E Markets: Goldilocks

Stories led sales, sales lead markets, markets lead central bankers. This logic will be tested today as the Goldilocks story about the Fed gets tested with the FOMC minutes and more Fed speeches. The not-too-hot growth for 2019 – estimated back at 2% by Wall Street analysts mixes well with the tame CPI estimated back below 2% thanks to global slowdowns.  We all love zero real rates except the investor community looking for returns. The Fed Mester and Williams comments yesterday suggest more of a Powell collar than put on the S&P500. A rate hike risk given the rebound in equities and financial conditions is in play and the minutes will highlight the risk of the dissenters on patience and pauses. Adding to this risk for a rate turnaround is the USD. The Trump team leaked that the US/China trade talks today center around FX and a stable CNY. The decades-long push for China to become more market-led and less communist party leader led is being reversed. The “stable” CNY means a weaker USD to Trump and this maybe enough to send the FOMC back to talking tough.
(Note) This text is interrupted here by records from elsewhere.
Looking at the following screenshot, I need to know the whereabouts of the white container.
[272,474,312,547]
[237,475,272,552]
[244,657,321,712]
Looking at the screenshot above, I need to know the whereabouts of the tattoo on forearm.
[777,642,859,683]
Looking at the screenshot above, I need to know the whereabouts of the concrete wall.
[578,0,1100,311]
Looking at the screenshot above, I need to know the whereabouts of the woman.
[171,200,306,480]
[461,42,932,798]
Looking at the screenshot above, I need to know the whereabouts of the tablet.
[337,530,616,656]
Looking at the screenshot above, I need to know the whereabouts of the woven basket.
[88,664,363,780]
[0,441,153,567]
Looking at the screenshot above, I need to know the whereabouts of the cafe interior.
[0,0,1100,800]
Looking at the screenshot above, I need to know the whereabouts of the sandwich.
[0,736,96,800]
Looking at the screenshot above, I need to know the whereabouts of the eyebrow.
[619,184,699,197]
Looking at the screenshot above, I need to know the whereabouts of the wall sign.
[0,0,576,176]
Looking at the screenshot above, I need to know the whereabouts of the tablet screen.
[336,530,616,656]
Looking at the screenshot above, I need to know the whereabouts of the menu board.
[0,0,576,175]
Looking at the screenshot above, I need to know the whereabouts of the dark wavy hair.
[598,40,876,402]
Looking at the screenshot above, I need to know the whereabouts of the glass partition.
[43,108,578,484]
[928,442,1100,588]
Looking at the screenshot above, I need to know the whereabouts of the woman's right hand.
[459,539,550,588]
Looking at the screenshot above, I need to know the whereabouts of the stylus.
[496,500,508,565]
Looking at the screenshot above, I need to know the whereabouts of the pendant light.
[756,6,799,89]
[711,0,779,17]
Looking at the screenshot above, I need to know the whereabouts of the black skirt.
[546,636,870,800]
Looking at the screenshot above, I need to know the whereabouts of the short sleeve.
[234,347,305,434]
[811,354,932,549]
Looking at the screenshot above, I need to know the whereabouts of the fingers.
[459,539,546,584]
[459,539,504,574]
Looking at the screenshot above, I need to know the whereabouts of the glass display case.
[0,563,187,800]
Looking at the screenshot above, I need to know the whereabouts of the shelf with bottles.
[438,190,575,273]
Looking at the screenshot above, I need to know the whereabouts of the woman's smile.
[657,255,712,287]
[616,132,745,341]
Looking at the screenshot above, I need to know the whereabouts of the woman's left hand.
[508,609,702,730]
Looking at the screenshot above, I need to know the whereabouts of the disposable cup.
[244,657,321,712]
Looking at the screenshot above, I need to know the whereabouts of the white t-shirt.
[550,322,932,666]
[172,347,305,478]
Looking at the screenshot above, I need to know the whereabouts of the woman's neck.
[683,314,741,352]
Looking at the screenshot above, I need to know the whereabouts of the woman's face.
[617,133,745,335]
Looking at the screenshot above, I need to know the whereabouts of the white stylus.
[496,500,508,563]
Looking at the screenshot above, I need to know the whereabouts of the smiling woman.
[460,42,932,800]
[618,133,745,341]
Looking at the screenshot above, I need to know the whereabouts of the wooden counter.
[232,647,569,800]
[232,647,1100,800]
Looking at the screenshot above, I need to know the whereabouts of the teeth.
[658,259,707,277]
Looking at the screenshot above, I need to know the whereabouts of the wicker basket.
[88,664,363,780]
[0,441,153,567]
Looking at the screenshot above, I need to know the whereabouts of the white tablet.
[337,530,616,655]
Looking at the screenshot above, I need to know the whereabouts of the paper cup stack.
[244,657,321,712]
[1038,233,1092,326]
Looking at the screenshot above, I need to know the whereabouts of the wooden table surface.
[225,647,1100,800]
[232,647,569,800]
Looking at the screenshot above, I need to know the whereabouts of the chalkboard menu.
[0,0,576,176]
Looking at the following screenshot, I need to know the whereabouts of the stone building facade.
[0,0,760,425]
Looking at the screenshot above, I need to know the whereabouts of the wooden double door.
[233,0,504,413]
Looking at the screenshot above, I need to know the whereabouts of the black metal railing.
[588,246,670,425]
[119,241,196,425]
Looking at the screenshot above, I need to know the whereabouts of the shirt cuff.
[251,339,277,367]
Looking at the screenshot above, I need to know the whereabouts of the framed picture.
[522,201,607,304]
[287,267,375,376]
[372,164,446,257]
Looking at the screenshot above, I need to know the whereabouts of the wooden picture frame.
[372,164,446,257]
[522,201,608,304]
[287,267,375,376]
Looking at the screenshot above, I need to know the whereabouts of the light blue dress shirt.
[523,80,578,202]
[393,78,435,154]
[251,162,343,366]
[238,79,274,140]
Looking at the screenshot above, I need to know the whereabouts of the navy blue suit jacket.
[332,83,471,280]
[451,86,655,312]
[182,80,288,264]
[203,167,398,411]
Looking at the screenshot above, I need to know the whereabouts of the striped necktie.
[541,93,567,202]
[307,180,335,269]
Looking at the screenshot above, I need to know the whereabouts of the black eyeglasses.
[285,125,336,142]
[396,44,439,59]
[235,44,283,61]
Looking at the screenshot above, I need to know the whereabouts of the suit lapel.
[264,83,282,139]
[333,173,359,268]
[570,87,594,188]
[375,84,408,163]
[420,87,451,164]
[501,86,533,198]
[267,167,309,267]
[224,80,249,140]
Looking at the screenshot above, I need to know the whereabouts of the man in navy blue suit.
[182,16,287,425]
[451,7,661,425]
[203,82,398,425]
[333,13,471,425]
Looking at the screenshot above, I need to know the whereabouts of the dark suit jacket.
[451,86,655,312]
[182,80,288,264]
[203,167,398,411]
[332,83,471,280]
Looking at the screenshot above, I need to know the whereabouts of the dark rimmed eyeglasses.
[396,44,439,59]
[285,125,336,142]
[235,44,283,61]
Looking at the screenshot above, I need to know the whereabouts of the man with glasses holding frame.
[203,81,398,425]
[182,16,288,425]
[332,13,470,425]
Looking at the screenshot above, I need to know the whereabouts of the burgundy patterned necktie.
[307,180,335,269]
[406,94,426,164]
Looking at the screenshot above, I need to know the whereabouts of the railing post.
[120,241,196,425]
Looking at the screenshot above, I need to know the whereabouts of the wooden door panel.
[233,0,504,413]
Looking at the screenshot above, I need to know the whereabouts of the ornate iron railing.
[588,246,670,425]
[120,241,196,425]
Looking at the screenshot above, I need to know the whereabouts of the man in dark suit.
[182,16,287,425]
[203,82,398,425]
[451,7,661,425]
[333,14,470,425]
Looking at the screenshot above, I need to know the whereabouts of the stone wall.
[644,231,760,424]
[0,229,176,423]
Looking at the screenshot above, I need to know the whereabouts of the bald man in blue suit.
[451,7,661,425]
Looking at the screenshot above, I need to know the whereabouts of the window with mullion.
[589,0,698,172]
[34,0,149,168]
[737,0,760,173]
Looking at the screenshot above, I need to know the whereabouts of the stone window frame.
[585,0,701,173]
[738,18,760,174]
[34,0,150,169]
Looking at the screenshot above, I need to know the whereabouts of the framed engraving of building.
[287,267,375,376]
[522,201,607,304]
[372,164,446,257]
But there are larger implications for the world order afoot as the stable CNY may also mean its too strong for exports to Europe and EM. The battle in China and FX rests on getting the balance of capital inflows, the right economic growth – whether recharged from profligate government spending or forced lending or by exports. This isn’t a Goldilocks tale but one of Hansel and Gretel as the path home looks to be lost as the bread crumbs of capitalism have been eaten by populism. Many fear that the Trump approach to China is wrong, that reversing a blind faith in open markets puts the US back a notch in credibility and trust with its brethren in the EU and UK. However, the first sign of madness is expecting a different outcome from the same old actions. The US approach to China over markets has failed in the last 20 years and something new has happen in order for globalization to continue. This isn’t just on the US, it’s on the rest of the world. Goldilocks maybe enjoying her last gulp of porridge today as the rest of the story progresses from a quick nap to a nightmare being chased by bears. The rapid gains in the CNY last night merit watching as this chart bleeds over to the EUR and JPY and EM and makes the USD valuation game return to focus for investors – making bonds look rich, EM look cheap and the rest look unappetizing.